In response to Jake Laird (letter, Dec. 4) and others, including Salena Maazaoui (letter, Dec. 5), some people do get “down on their luck” and need a helping hand.

I am all for that, which explains why I spent a year of my time feeding and talking with those seeking help at the City Mission.

I do get weary of being berated for seeking the heart of any matter, though, and to me, being poor and destitute is a spiritual matter, causally, and expecting change from people is to me, logical.

However, many down and out people do not want to change; they want a handout. That’s why the staggering numbers.

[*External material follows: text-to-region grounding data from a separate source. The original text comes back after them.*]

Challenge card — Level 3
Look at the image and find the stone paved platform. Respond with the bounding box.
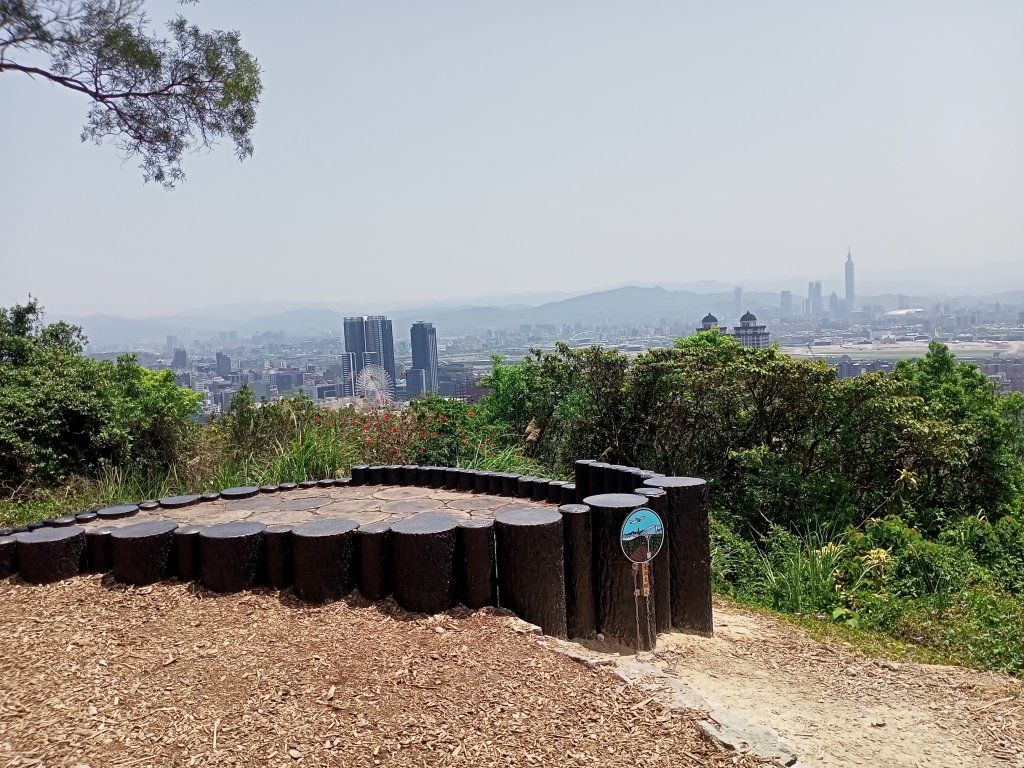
[85,487,556,530]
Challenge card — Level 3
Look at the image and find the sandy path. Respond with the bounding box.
[651,603,1023,767]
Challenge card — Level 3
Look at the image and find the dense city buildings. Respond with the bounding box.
[409,321,439,396]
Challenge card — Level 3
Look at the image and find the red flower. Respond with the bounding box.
[441,415,447,422]
[468,410,475,417]
[391,427,397,433]
[390,447,397,454]
[352,417,358,424]
[421,431,427,439]
[363,425,369,431]
[373,421,379,427]
[383,414,389,421]
[461,438,468,445]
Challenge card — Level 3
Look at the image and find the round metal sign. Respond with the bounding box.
[620,507,665,564]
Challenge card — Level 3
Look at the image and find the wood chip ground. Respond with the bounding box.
[0,577,765,767]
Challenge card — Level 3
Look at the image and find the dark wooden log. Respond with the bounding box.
[366,465,385,485]
[316,478,334,488]
[334,477,351,487]
[574,459,597,503]
[356,522,391,601]
[391,513,457,614]
[174,526,201,581]
[643,476,712,636]
[0,535,17,578]
[111,520,178,586]
[588,463,612,496]
[531,478,551,502]
[500,473,520,497]
[299,480,319,489]
[350,465,369,485]
[97,503,138,521]
[415,466,433,486]
[220,486,260,500]
[495,507,567,638]
[547,480,566,503]
[292,519,357,602]
[75,511,98,524]
[201,491,221,501]
[583,492,656,651]
[444,467,461,490]
[26,521,43,531]
[457,469,475,492]
[487,472,505,495]
[516,476,536,499]
[264,524,293,590]
[400,465,418,486]
[560,482,577,505]
[430,466,447,488]
[50,516,78,527]
[85,527,114,573]
[199,522,266,593]
[457,519,496,609]
[473,471,491,494]
[139,501,159,512]
[634,487,672,633]
[159,494,201,509]
[558,503,596,640]
[17,526,86,584]
[260,484,279,494]
[384,465,402,485]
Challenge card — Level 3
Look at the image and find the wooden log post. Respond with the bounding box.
[84,527,114,573]
[500,473,520,497]
[634,487,672,633]
[366,465,385,485]
[219,486,260,501]
[559,483,577,505]
[174,526,201,582]
[356,522,391,601]
[530,478,550,502]
[96,503,138,522]
[111,520,178,586]
[547,480,566,504]
[17,527,86,584]
[199,522,266,593]
[159,494,201,510]
[430,466,447,489]
[574,459,596,503]
[400,465,418,486]
[350,465,369,485]
[384,465,402,485]
[583,493,656,651]
[457,519,497,608]
[0,535,16,578]
[473,471,491,494]
[516,476,536,499]
[444,467,462,490]
[494,507,567,638]
[264,524,294,590]
[558,503,597,640]
[643,476,712,636]
[415,466,433,486]
[292,519,358,603]
[391,514,457,614]
[457,469,475,492]
[487,472,505,495]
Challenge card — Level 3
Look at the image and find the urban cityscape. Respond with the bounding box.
[107,248,1024,420]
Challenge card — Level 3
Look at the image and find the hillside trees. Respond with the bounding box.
[0,300,200,492]
[0,0,262,186]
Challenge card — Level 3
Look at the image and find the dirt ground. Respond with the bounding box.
[0,577,763,768]
[651,601,1024,768]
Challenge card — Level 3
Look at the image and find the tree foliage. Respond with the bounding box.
[0,0,262,186]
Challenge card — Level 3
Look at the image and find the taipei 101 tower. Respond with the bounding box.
[845,248,855,311]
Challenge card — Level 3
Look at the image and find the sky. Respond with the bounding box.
[3,1,1024,318]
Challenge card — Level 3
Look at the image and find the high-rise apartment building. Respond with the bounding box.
[409,321,439,395]
[780,291,793,318]
[344,315,396,386]
[215,352,231,378]
[845,248,856,311]
[808,281,823,316]
[172,348,188,369]
[343,317,367,376]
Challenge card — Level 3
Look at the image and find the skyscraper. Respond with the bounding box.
[845,248,856,311]
[808,281,823,316]
[364,315,396,384]
[780,290,793,318]
[343,317,367,377]
[410,321,439,395]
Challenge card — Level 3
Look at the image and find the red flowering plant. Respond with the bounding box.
[406,394,491,467]
[351,407,419,465]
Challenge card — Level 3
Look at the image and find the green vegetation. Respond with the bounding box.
[0,0,262,186]
[3,301,1024,676]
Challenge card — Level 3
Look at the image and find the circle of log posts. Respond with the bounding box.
[487,472,505,495]
[111,520,178,586]
[494,507,567,638]
[356,522,391,601]
[500,473,520,497]
[643,476,713,637]
[174,526,201,581]
[17,527,86,584]
[199,522,266,594]
[516,476,536,499]
[384,465,402,485]
[473,471,491,494]
[430,466,447,489]
[415,466,433,486]
[583,493,656,651]
[366,465,385,485]
[350,465,369,485]
[547,481,566,503]
[0,535,16,578]
[558,503,597,639]
[457,469,475,492]
[457,519,497,609]
[292,519,358,603]
[530,478,550,502]
[264,524,294,590]
[391,514,457,614]
[400,465,418,486]
[444,467,461,490]
[560,483,577,505]
[634,487,672,633]
[84,527,114,573]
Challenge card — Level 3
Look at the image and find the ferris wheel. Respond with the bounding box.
[355,364,395,408]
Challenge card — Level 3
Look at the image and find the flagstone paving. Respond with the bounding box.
[82,486,556,530]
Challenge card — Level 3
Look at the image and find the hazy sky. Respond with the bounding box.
[3,1,1023,317]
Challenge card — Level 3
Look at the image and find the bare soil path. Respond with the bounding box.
[0,577,761,768]
[645,601,1024,768]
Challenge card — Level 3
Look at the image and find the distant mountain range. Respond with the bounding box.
[62,285,1024,351]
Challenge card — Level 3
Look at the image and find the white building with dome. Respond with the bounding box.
[696,310,770,348]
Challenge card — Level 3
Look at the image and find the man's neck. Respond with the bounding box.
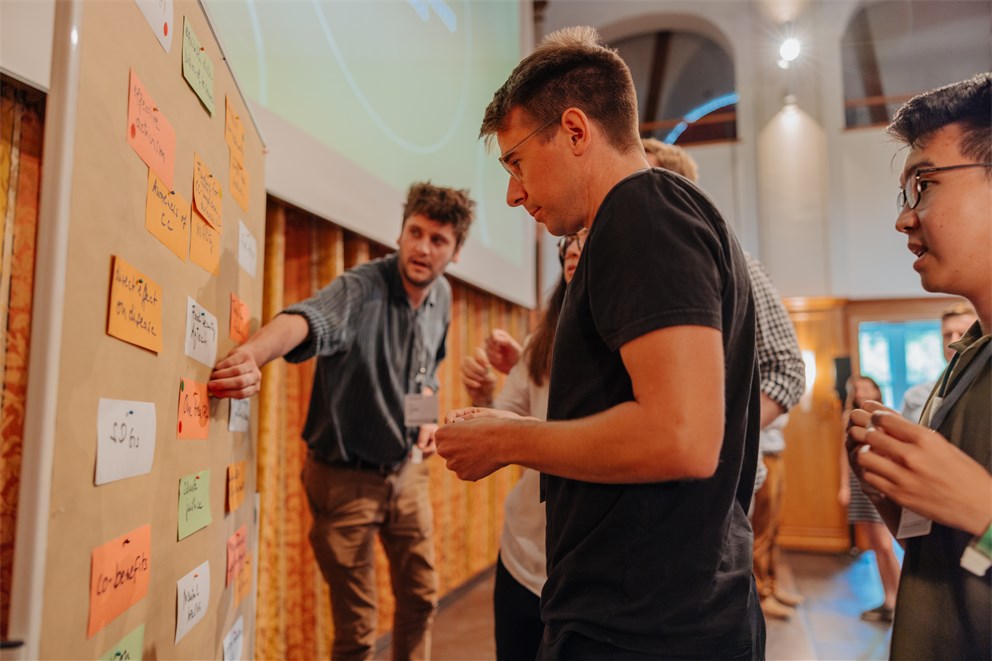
[403,279,430,310]
[582,150,654,228]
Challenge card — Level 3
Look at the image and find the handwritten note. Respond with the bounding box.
[181,17,215,114]
[127,69,175,188]
[96,399,156,485]
[238,220,257,278]
[134,0,173,52]
[177,378,210,440]
[225,96,245,161]
[223,615,244,661]
[100,623,145,661]
[229,398,250,434]
[145,168,190,261]
[107,255,163,353]
[175,560,210,644]
[235,552,252,607]
[229,292,250,344]
[190,212,220,275]
[178,470,212,540]
[229,151,250,213]
[88,524,151,638]
[184,297,218,367]
[227,461,247,514]
[226,524,248,586]
[192,153,222,230]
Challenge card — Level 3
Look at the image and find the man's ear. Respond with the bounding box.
[449,246,462,264]
[561,108,591,155]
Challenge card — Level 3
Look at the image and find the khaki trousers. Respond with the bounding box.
[302,454,438,661]
[751,452,785,599]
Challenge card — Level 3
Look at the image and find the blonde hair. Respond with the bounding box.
[642,138,699,183]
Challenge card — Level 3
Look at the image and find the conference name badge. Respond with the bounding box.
[404,393,439,427]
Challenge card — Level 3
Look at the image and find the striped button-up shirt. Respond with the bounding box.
[283,253,450,465]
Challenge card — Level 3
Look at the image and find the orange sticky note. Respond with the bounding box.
[88,524,151,638]
[229,292,250,344]
[177,378,210,440]
[145,168,190,261]
[227,460,246,513]
[226,524,247,586]
[229,151,250,213]
[225,96,245,162]
[127,68,175,189]
[190,212,220,275]
[107,255,163,353]
[192,153,222,230]
[235,552,252,607]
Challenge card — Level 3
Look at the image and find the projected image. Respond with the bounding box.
[206,0,531,300]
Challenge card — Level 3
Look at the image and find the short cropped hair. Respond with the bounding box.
[402,182,475,249]
[642,138,700,183]
[480,26,641,153]
[941,301,977,322]
[887,73,991,164]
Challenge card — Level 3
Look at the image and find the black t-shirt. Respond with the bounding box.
[541,169,760,657]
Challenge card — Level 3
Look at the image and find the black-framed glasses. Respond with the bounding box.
[557,230,588,260]
[498,116,559,181]
[898,163,992,212]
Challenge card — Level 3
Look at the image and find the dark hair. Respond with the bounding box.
[887,73,992,164]
[402,182,475,248]
[479,26,641,154]
[524,276,567,386]
[844,375,882,412]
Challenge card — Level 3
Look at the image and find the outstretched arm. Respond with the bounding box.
[208,313,309,399]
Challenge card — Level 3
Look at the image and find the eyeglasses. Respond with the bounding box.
[898,163,992,212]
[498,116,559,181]
[557,230,588,260]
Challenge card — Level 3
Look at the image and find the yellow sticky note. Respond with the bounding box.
[192,153,223,230]
[225,96,245,162]
[181,17,215,114]
[107,256,163,353]
[235,552,252,607]
[88,525,151,638]
[227,460,246,513]
[145,168,190,261]
[229,150,250,213]
[177,378,210,440]
[127,68,176,188]
[177,470,212,540]
[190,212,220,275]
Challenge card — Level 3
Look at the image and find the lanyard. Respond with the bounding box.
[927,341,991,431]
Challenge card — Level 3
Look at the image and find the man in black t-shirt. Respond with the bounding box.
[434,26,763,659]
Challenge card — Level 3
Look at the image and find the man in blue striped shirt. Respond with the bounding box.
[210,182,474,660]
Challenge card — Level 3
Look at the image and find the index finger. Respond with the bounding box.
[871,410,931,446]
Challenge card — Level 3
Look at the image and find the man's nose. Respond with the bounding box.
[506,177,526,208]
[895,207,918,234]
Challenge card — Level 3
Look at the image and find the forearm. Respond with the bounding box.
[759,393,786,429]
[243,313,310,367]
[499,400,722,483]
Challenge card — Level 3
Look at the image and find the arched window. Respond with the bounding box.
[609,31,737,145]
[842,0,991,128]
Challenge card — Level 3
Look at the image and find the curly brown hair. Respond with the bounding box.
[402,182,475,249]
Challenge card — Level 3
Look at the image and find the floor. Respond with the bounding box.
[377,550,898,660]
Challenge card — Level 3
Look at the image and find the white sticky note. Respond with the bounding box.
[229,398,250,433]
[184,296,218,368]
[175,560,210,644]
[96,399,156,485]
[223,615,245,661]
[238,221,257,278]
[133,0,174,53]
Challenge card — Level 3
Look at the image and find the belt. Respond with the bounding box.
[312,452,404,476]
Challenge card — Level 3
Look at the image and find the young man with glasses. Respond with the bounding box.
[435,26,763,659]
[847,73,991,659]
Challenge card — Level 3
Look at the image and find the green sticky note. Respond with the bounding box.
[100,623,144,661]
[181,17,215,114]
[178,470,212,540]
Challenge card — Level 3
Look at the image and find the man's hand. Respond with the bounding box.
[484,329,523,375]
[417,423,438,457]
[434,408,533,481]
[461,348,496,406]
[209,346,262,399]
[851,402,992,536]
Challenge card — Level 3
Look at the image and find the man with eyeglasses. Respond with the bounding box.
[846,73,991,659]
[435,27,763,659]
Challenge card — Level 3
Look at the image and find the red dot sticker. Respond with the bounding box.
[178,420,183,434]
[130,124,136,139]
[163,22,169,37]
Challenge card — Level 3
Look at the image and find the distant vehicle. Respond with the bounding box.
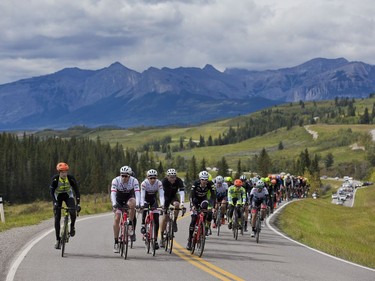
[322,175,328,179]
[362,182,374,186]
[334,177,339,180]
[338,192,346,201]
[331,193,338,199]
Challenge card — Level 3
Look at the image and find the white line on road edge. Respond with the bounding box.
[6,213,112,281]
[266,201,375,272]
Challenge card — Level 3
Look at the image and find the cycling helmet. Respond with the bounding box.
[56,162,69,172]
[215,175,224,183]
[224,176,233,182]
[199,171,209,180]
[167,168,177,176]
[240,175,247,181]
[120,165,132,175]
[147,169,158,177]
[208,173,213,181]
[234,179,243,187]
[256,180,264,189]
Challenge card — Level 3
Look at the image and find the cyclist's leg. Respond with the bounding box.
[172,200,180,231]
[186,213,197,250]
[66,197,76,235]
[54,198,63,241]
[228,204,234,228]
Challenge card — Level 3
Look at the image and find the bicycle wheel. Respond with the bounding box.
[150,221,156,256]
[167,219,174,254]
[145,221,151,254]
[61,217,68,257]
[196,221,206,258]
[233,211,238,240]
[123,223,129,260]
[190,231,196,255]
[255,214,261,243]
[216,209,221,236]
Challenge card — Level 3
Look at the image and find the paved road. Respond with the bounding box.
[7,204,375,281]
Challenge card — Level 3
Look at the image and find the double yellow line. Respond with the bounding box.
[170,216,245,281]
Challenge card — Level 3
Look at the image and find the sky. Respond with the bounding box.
[1,0,375,84]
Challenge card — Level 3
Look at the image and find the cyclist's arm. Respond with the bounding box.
[158,180,165,206]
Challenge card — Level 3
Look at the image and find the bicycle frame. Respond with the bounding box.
[164,207,186,254]
[144,207,163,256]
[190,208,206,257]
[118,207,132,259]
[59,206,77,258]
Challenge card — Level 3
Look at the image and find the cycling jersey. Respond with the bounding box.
[140,178,165,207]
[161,177,185,207]
[111,176,140,206]
[227,185,246,205]
[215,182,228,199]
[50,174,80,203]
[190,180,216,208]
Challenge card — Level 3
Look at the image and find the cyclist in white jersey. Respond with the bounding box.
[249,180,269,237]
[140,169,165,250]
[212,175,228,227]
[111,165,140,253]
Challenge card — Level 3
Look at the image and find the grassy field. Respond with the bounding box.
[277,184,375,269]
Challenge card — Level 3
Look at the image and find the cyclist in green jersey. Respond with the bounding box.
[227,179,246,230]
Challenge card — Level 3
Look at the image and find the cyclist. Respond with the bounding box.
[50,162,81,249]
[186,171,216,250]
[227,179,246,230]
[240,174,252,232]
[224,176,233,187]
[160,168,185,248]
[249,180,269,237]
[212,175,228,228]
[140,169,164,250]
[111,165,140,253]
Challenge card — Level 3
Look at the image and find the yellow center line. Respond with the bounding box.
[168,214,245,281]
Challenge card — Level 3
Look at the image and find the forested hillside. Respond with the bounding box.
[2,95,375,204]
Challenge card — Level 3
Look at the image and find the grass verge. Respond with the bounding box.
[276,185,375,269]
[0,194,111,233]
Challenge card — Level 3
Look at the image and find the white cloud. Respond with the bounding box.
[0,0,375,84]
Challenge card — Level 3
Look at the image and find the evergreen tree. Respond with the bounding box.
[257,148,271,177]
[324,153,334,168]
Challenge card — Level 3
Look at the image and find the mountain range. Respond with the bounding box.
[1,57,375,130]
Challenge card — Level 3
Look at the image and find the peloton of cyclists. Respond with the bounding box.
[111,165,140,253]
[160,168,185,248]
[186,171,216,250]
[140,169,165,250]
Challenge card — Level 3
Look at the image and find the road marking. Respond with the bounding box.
[6,213,111,281]
[172,215,245,281]
[173,242,245,281]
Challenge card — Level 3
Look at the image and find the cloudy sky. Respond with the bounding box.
[1,0,375,84]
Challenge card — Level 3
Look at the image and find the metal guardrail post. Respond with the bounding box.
[0,195,5,223]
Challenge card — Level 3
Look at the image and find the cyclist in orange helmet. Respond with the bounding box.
[227,179,246,230]
[50,162,81,249]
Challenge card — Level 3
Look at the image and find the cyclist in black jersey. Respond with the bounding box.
[50,162,80,249]
[160,168,185,248]
[186,171,216,250]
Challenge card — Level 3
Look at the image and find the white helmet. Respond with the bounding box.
[256,180,264,189]
[147,169,158,177]
[120,166,132,175]
[199,171,209,180]
[215,175,224,183]
[167,168,177,176]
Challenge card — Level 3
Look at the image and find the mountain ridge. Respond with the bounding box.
[1,57,375,130]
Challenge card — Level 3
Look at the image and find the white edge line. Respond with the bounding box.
[6,213,112,281]
[266,201,375,272]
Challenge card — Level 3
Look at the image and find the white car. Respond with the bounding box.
[331,193,338,199]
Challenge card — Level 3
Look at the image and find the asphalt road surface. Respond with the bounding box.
[7,203,375,281]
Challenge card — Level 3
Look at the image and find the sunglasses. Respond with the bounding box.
[148,177,157,180]
[200,179,208,181]
[121,174,129,178]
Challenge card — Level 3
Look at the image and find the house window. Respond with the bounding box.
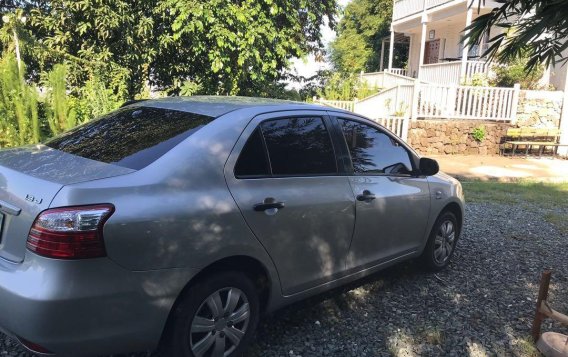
[458,32,489,58]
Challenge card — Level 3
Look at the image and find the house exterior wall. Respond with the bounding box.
[549,49,568,91]
[403,16,503,78]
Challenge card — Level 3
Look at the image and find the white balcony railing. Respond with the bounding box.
[385,68,408,76]
[393,0,455,21]
[464,61,492,82]
[419,60,491,85]
[420,62,462,85]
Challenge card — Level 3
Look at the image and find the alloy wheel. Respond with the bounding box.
[433,220,456,265]
[189,287,250,357]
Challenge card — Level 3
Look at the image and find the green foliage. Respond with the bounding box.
[464,73,490,87]
[21,0,337,98]
[317,72,379,101]
[471,126,486,142]
[466,0,568,73]
[178,80,204,97]
[0,54,39,147]
[0,1,340,147]
[318,73,358,100]
[0,52,124,148]
[330,0,406,73]
[491,57,544,89]
[74,74,124,123]
[43,64,76,135]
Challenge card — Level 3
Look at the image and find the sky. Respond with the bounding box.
[288,0,351,86]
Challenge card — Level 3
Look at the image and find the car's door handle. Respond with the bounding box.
[356,190,376,202]
[253,200,285,212]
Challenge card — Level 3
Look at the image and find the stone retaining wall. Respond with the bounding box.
[515,90,563,128]
[407,90,564,156]
[407,120,512,155]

I hope that I am wrong and that these people seeking help at the Mission are desperate for a new life and they get the help they need.

“Give a person a fish, they eat for a day; give them a pole, they eat for a lifetime.” I believe the City Mission has always tried to do this, and as long as they continue to I am in favor of it.

Laird refers to “Christian charity.” I have offered my car to homeless people to sleep in, bought gift cards and donated money to some of the needy here. But I no longer give, however, to “cardboard carriers.”

Just recently I recognized one I had given to before.

I stated to him, scrutinizing his handmade sign and scruffy appearance, “I’ve given to you before, talked with you and shared the Gospel; you are a professional bum. It’s time for you to get things right with God.”

Is that cruel? Is that not love? I say it is love.

Ultimately, we can’t really help anybody until they want to change. And maybe, just maybe we are not allowing people to reach that state of desperation as we attempt to do them good.

I agree that we need more housing for the homeless. This has been a great burden to me for a long time. But love thy neighbor means allowing people to face their truest need, too, as well as their present predicament.

Finally, Jesus, the righteous judge, will judge the truly poor, and all of us, righteously.